A century of Dutch textile design is celebrated in seven concept rooms in the ‘Living Spaces’ exhibition at the TextielMuseum Tilburg.
Co-curated by Studio Makkink & Bey, the event has rooms focusing on movements such as Art Nouveau and Post-modernism, as well as less-specific areas such as ‘Post-war Boom 1950–65’ and ‘Alternative Living 1965–1980’. Highlights from the museum’s collections prevail, with the final room devoted to Makkink & Bey concepts for the near future.

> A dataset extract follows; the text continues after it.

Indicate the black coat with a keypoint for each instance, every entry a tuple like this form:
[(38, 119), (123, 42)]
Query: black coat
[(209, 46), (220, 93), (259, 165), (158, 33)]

Art Historian Yvonne Brentjens provides an overview of a century of Dutch textile taste in the exhibition catalogue. Frederik van Eeden’s 1904 article in The Amsterdam called for designers to resist ‘hideous pronkies’ (Dutch slang for ‘showpieces’) and ‘shoddy’ furniture and rugs. Nature must provide design inspiration, he declared. Theo Colenbrander followed van Eeden’s diktat with his hand-knotted Artichoke carpet (1905), with jagged shapes referencing artichoke leaves. However, Colenbrander had already gone down the nature route earlier with his Swamp carpet (1901) – a wonderfully lurid miasma of natural colour and asymmetrical shapes, an evolution perhaps of the 18th-century European vogue for the ‘natural’ shapes in ‘Bizarre’-patterned silks. Described by Brentjens as ‘regally arranged kitchen waste’, other early natural patterns include Carel Lion Cachet’s complex patterns inspired by halved red cabbages.